At first, I wanted to understand the connection between materialism and ultimate meaning. That is, I wanted to know what about materialism made ultimate meaning impossible.
The connection between the two concepts, as I discovered, hinges on two different yet related explanations for human life generally. The first explanation is that materialism makes it impossible for humans to have been created by God (that is, God as typically conceived in Western societies claiming a Judeo-Christian heritage). The second explanation is that materialism demands that humans are exclusively products of natural operations—including environmental and ecological events, as well as small-scale chemical and physical interactions—and social forces.
However, the explanations above leave out the critical matter of ultimate meaning, and my curiosity had come to focus on knowing what ultimate meaning was. The analysis I eventually struck upon defined ultimate meaning as being God’s intentions for humans and humanity generally. Thus, God intends that an individual do or become something specific. A person, every person, has a destiny in human history and a place in the universe. Not only a place, but a place that is important to the one supreme being in all the vast universe.

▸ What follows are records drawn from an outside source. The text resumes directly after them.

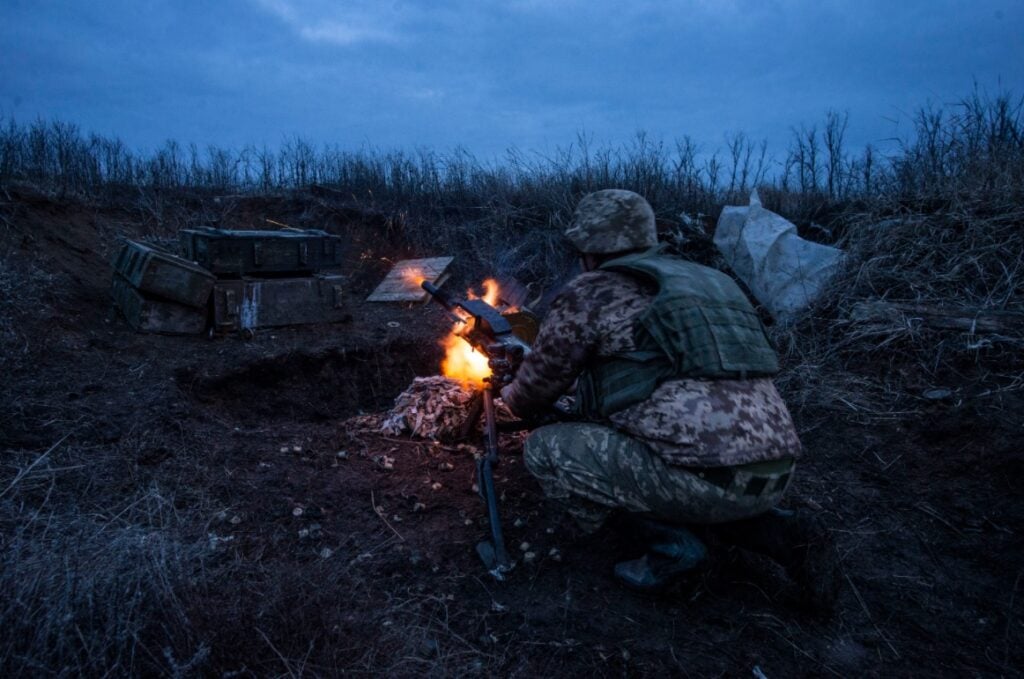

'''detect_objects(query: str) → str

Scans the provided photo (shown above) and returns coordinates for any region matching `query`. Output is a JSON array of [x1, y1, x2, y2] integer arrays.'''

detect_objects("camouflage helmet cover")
[[564, 189, 657, 254]]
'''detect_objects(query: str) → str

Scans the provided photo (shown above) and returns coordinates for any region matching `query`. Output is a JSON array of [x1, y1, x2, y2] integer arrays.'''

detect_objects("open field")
[[1, 94, 1023, 676]]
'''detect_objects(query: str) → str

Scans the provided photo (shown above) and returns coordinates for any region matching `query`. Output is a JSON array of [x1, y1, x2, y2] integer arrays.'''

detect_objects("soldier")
[[501, 189, 839, 609]]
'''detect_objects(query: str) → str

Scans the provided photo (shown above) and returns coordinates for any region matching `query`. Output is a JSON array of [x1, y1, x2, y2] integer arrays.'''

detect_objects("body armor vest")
[[575, 247, 779, 419]]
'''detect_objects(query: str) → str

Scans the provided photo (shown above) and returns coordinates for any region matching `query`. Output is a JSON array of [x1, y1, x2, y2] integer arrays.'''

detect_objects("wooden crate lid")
[[366, 256, 454, 303]]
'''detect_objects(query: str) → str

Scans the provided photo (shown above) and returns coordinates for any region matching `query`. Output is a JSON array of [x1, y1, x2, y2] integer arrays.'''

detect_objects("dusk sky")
[[2, 0, 1022, 162]]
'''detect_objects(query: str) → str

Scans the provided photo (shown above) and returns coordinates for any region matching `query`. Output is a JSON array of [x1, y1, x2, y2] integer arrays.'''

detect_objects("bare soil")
[[1, 188, 1022, 677]]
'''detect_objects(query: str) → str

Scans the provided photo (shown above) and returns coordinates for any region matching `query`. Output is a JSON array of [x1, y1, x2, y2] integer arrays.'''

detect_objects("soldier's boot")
[[713, 508, 841, 613], [613, 516, 708, 591]]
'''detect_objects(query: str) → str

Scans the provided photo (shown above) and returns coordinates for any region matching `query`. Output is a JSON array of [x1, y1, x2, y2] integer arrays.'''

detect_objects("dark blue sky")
[[2, 0, 1022, 161]]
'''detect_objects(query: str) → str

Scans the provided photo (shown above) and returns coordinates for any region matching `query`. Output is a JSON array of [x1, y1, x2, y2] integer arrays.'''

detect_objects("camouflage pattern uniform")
[[502, 190, 801, 532]]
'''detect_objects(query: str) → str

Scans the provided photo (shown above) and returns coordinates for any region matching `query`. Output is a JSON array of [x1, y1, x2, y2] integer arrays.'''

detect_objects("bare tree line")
[[1, 91, 1021, 217]]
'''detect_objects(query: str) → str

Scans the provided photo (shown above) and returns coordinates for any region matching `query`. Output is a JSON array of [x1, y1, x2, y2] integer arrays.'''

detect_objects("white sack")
[[714, 190, 844, 322]]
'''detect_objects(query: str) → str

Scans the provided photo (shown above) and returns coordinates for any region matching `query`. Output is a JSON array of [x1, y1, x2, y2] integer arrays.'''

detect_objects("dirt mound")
[[183, 343, 443, 424]]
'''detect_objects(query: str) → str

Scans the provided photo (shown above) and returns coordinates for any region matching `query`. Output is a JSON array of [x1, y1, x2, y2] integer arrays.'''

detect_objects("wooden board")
[[366, 257, 454, 303]]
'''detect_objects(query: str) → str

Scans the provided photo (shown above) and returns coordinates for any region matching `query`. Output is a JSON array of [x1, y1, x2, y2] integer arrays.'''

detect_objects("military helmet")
[[564, 189, 657, 254]]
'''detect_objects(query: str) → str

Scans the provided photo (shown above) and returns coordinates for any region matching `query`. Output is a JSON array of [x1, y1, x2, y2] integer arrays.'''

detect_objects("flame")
[[439, 278, 503, 388], [401, 266, 425, 286], [440, 331, 491, 388]]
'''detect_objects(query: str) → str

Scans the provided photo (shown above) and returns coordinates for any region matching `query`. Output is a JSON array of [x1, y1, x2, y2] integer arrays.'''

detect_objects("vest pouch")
[[574, 350, 670, 419], [696, 304, 779, 375], [638, 295, 777, 377]]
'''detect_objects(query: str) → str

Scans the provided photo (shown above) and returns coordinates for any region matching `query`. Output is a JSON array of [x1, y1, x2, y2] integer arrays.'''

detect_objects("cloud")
[[252, 0, 400, 46]]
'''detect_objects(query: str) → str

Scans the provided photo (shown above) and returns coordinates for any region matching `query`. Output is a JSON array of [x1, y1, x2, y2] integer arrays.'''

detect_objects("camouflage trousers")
[[523, 422, 794, 532]]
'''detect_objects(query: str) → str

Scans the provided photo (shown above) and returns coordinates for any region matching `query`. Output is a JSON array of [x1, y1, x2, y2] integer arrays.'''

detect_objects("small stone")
[[464, 518, 473, 526], [519, 542, 530, 552], [471, 483, 480, 494], [279, 446, 289, 454], [548, 547, 562, 562], [440, 461, 454, 471], [292, 507, 304, 517], [292, 445, 302, 453], [229, 515, 242, 525], [392, 514, 403, 523], [319, 547, 334, 559], [545, 527, 555, 534], [413, 502, 426, 512], [336, 450, 349, 460], [513, 518, 525, 528], [382, 455, 395, 470], [417, 638, 439, 658], [298, 528, 310, 539], [431, 482, 442, 491], [522, 551, 536, 563]]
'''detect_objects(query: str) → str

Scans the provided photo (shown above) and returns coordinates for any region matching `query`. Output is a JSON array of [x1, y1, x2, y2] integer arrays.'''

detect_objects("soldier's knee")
[[523, 430, 552, 476]]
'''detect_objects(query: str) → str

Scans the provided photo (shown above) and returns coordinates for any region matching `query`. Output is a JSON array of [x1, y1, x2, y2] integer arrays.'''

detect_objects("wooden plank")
[[850, 301, 1024, 334], [367, 257, 454, 303]]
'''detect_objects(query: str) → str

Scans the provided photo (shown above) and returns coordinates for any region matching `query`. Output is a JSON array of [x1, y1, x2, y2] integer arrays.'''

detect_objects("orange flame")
[[401, 266, 425, 286], [440, 278, 502, 388]]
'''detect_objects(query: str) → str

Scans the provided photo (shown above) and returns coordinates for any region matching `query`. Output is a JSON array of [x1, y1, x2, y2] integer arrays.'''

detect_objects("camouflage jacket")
[[502, 269, 801, 467]]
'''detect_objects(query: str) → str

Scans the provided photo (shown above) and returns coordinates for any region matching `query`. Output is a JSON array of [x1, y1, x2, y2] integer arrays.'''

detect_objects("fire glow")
[[441, 279, 501, 389], [401, 266, 425, 286]]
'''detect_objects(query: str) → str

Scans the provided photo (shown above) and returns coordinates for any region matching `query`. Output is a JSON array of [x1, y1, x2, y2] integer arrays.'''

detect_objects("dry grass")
[[769, 204, 1024, 421]]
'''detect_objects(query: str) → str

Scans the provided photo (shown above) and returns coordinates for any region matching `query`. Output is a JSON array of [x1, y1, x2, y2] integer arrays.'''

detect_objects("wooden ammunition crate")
[[112, 239, 214, 308], [212, 274, 346, 332], [110, 275, 207, 335], [179, 227, 343, 276]]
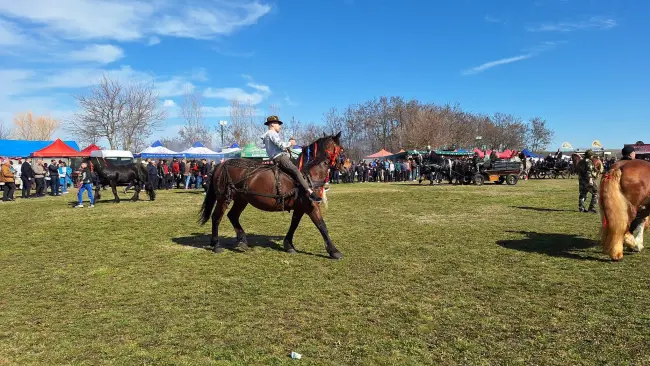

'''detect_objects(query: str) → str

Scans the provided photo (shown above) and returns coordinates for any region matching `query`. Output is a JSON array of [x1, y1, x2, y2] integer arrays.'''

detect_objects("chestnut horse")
[[199, 132, 344, 259], [599, 159, 650, 260]]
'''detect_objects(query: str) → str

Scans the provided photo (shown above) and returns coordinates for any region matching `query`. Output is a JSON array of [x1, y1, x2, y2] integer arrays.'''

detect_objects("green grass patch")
[[1, 180, 649, 365]]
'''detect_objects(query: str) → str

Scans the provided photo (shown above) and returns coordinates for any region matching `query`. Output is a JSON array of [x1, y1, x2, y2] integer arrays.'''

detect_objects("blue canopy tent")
[[135, 140, 182, 158], [521, 149, 539, 158], [180, 142, 223, 160], [0, 139, 81, 157]]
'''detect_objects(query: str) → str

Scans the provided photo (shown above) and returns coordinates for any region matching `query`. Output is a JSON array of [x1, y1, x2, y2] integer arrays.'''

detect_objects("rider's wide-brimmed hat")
[[264, 115, 283, 126], [584, 149, 594, 158]]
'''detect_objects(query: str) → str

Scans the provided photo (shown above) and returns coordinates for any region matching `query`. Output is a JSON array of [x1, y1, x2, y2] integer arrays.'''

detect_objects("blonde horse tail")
[[599, 168, 630, 260]]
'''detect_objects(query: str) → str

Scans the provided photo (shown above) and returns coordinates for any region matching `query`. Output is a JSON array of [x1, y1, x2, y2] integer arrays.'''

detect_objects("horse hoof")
[[213, 246, 225, 254], [329, 251, 343, 260], [286, 248, 297, 254], [238, 242, 249, 251]]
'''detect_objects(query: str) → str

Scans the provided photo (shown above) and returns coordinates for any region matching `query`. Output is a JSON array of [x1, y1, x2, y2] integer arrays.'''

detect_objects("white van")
[[90, 150, 134, 165]]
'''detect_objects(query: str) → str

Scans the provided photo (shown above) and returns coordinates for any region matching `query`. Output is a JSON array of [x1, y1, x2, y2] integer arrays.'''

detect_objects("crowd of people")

Best of all, a person can discover this destiny through the Bible, its authorized teachers and leaders, and its prescribed (or, not prohibited) rituals and observances.
To return to--and complete--the syllogisms I started in earlier installments:
- If materialism is true, then God did not create us and we are natural-social products.
- If God did not create us and we are natural-social products, then humans and human beings have no intentional cause and no personal means of discovering the transcendent intentions behind one’s life.
- If materialism is true, then human life is a brute fact and human learning is catch-as-catch-can.
Many people find it undesirable that human life would be unintended. These people, in my experience, translate their revulsion of the idea into several other arguments, such as those we saw briefly from Pastor Rick Warren. These people suggest that if materialism is true, then human lives don’t matter.
It may indeed be true that our lives don’t matter in the workings of an unimaginably great universe. The life, wealth, goodness, and beauty of a single human being in the 12th century may not seem important from two or six or six-hundred galaxies away.
But is this the end of the story? If you volunteer time at a soup kitchen, or if you decide to work late rather than helping your child with homework, or if you share a laugh with someone who had before been sad—is the final word that these actions and decisions are not very important from six hundred galaxies away?
Yeah, it doesn't matter 600 galaxies away. It is not how human intention affects distance. I don't act hoping to permeate every inch of the universe. Physical reality is the substrate consciousness and intentions runs on. Consciousness matters to consciousness. Your blog doesn't matter to my computer, but it matters to me.